Je crains de mes frères les morsures,
Mais comme une bête amoureuse,
Je garde, les babines écumantes;
Me rêvant dans des bras, bête heureuse.
Mes pattes usées sous les néons,
Ces astres artificiels,
Je scrute la surface du béton.
Aux milieux de vous autres, êtres en série,
Ma meute se cache peut-être et comme moi
Rêve de vénustes abris.
S’aimer en silence aux rythmes des floraisons.
Le coquelicot pour roi,
De jolis rebonds pour venaison.
D’amour simple je suis affamé.
Bête traquée
Je fuis des chasseurs les canons.
Sortez du rang
Les voilà à vos traces lancés,
Dressant de leur monde cruel les fanions.
Ils hurlent tonitruants
« Gloire à celui qui à sa suite, le trainera dépecé. »

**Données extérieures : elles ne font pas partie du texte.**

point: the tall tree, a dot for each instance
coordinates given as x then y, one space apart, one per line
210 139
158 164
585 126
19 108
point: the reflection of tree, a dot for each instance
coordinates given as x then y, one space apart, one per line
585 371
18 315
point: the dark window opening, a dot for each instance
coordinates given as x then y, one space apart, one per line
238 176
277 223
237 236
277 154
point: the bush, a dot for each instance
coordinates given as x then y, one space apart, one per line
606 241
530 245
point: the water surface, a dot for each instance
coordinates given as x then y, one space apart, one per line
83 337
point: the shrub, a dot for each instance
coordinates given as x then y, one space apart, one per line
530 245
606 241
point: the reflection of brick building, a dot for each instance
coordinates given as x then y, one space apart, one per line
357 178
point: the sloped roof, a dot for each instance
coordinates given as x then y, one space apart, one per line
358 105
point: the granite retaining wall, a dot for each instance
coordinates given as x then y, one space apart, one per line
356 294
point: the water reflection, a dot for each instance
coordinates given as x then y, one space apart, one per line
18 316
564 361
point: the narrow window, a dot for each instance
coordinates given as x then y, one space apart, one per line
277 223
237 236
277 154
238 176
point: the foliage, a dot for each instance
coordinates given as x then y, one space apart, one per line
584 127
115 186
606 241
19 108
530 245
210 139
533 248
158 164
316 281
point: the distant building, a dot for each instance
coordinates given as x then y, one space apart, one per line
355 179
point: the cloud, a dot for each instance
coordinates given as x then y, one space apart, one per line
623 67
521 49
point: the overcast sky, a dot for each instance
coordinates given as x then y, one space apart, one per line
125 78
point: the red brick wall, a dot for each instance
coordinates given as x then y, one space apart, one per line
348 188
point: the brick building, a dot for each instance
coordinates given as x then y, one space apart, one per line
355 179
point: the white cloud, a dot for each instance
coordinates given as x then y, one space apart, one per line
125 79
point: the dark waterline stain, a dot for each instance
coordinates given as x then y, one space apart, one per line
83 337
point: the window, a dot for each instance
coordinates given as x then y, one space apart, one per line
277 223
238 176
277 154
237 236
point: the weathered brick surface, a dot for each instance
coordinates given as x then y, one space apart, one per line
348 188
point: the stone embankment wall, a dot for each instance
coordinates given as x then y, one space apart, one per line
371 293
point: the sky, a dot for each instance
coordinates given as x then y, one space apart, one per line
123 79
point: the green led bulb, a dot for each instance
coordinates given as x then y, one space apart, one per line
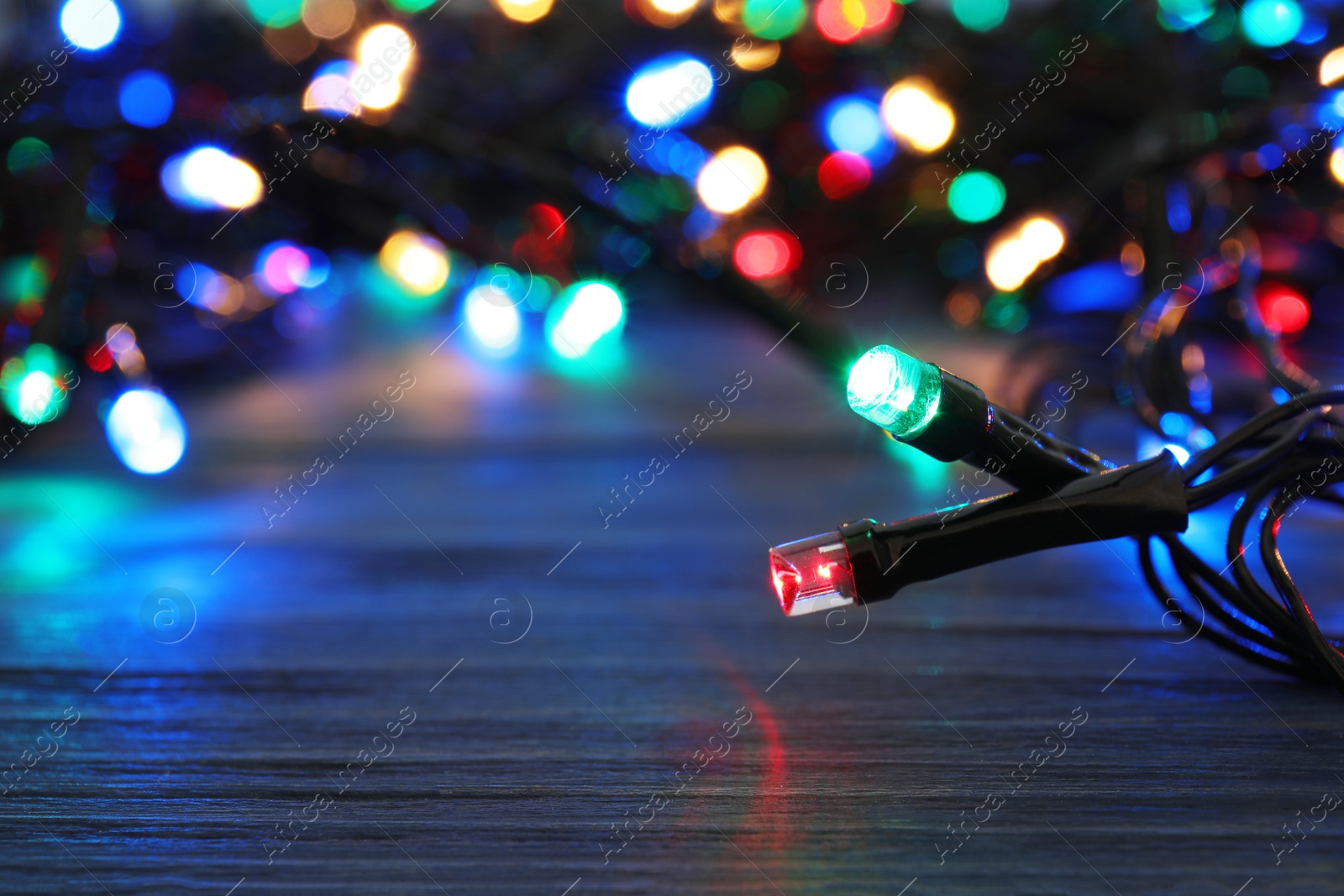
898 392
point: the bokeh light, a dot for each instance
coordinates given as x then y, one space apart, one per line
1016 253
206 288
669 90
665 13
766 253
277 13
145 98
585 313
773 19
328 19
284 268
847 20
756 56
523 11
24 280
853 123
916 116
208 177
843 174
976 196
1270 23
1337 165
732 179
331 89
1284 309
385 56
91 24
34 385
492 320
1332 66
416 261
980 15
145 432
27 154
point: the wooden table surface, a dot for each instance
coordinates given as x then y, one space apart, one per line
452 571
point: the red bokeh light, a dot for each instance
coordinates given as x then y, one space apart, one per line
763 254
843 174
548 221
98 358
1284 309
847 20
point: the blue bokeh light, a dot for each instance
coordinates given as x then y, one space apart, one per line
669 92
853 123
145 98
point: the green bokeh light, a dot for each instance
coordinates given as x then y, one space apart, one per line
276 13
26 155
1270 23
976 196
24 280
898 392
33 387
1005 312
773 19
1183 15
980 15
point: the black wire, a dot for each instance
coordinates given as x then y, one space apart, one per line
1261 461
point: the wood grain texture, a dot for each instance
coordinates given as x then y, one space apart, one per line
643 642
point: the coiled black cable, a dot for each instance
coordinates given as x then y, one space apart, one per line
1261 461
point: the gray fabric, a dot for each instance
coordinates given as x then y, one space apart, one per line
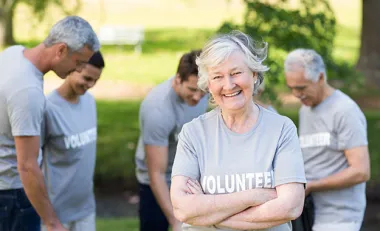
69 150
162 115
225 162
335 125
272 109
22 104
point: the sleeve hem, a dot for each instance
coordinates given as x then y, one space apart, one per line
190 175
353 146
157 143
26 133
290 180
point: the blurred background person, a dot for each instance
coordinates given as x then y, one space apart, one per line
69 149
163 112
333 138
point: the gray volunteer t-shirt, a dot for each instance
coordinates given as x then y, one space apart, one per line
223 161
22 104
69 150
162 115
335 125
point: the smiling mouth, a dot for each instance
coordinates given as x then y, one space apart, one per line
233 94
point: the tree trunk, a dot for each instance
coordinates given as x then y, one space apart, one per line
369 60
6 26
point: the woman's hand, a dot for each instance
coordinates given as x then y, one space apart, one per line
194 187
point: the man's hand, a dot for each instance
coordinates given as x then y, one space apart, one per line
309 188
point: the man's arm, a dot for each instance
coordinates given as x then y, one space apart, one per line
205 210
358 171
157 162
27 149
287 206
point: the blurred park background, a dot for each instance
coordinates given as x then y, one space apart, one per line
335 28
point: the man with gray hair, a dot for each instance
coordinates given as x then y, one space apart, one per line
333 138
23 195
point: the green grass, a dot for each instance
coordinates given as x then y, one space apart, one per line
119 130
117 224
168 36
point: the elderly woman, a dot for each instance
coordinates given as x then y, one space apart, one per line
238 166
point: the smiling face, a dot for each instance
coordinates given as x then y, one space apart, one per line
66 62
188 90
81 81
231 83
308 92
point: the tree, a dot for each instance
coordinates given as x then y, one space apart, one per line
369 59
7 11
310 25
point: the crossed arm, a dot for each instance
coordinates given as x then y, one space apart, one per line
250 209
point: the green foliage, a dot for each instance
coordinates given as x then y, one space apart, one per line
311 25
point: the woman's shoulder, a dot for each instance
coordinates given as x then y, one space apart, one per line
202 121
276 119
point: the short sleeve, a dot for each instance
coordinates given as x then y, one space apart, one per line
156 128
186 161
25 111
288 162
351 129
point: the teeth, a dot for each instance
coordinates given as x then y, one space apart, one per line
233 94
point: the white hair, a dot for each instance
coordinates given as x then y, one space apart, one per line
75 32
309 60
218 49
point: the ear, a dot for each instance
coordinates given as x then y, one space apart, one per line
321 78
62 50
255 77
177 79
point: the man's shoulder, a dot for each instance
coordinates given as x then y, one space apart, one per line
158 98
343 103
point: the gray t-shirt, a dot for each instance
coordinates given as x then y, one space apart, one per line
223 161
22 104
69 151
335 125
162 115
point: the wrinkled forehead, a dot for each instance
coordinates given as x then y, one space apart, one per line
233 61
91 71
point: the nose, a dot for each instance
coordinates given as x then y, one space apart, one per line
229 83
197 96
296 93
90 84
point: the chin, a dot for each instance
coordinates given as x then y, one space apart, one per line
192 103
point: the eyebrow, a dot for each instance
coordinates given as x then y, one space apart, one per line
192 88
232 69
302 86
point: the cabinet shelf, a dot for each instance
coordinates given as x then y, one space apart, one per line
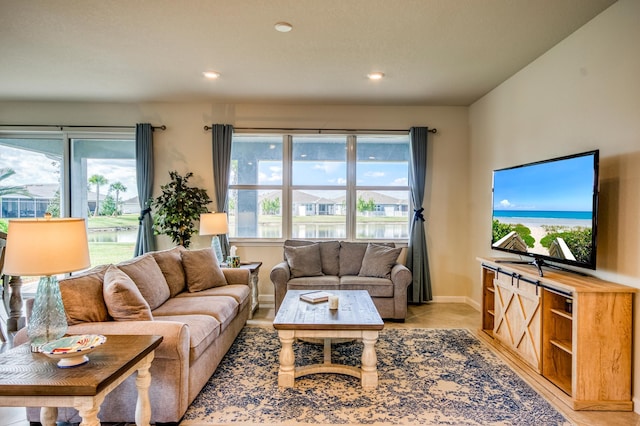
564 383
563 314
564 345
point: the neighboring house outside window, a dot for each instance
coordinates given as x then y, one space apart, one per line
55 173
348 187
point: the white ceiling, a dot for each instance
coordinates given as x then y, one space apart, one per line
433 52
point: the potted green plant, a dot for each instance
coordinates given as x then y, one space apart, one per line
178 207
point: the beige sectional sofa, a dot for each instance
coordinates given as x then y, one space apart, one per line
342 265
182 295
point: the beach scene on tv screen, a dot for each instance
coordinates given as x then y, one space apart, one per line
545 209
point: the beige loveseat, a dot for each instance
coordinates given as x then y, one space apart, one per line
342 265
182 295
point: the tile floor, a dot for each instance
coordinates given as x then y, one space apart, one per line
433 315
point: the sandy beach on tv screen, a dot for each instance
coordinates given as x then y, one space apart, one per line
537 230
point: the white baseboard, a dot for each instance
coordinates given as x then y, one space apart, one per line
457 299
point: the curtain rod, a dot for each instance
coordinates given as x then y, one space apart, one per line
61 127
294 129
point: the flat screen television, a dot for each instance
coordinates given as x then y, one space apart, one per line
548 210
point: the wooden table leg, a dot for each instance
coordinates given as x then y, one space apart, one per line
143 382
88 409
287 373
327 351
369 360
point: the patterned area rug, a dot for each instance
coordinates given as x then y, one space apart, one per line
426 377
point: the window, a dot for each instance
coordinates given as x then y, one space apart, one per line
53 174
319 187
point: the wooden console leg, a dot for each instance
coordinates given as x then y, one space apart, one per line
369 360
287 373
48 416
143 382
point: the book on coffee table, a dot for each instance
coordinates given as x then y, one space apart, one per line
315 296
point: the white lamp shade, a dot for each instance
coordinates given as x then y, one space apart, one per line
37 247
213 224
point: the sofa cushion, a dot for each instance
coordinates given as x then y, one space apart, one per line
325 282
304 261
222 308
240 292
82 297
170 263
203 330
329 254
123 298
351 255
377 287
146 274
378 261
202 270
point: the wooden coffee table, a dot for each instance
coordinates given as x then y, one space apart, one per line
356 318
33 380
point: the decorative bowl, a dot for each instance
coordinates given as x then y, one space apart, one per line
72 351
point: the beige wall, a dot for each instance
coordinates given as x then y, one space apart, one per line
185 146
582 94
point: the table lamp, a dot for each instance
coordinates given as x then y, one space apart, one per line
214 224
46 247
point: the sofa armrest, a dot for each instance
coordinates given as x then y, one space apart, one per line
401 276
236 275
174 345
280 276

Ô vastes étendues encore indomptées
Porter mon appel.
De troncs en nuages relayez ma détresse.
Je hurle seul dans mon terrier
Espérant que l’on me révèle
Un monde où les promesses
Restent pleines de vivacité
Et poussent éprises de libertés.
Un monde d’utopie
Que je nommerai Oniri.
À son seuil je le sais, tu attends déjà.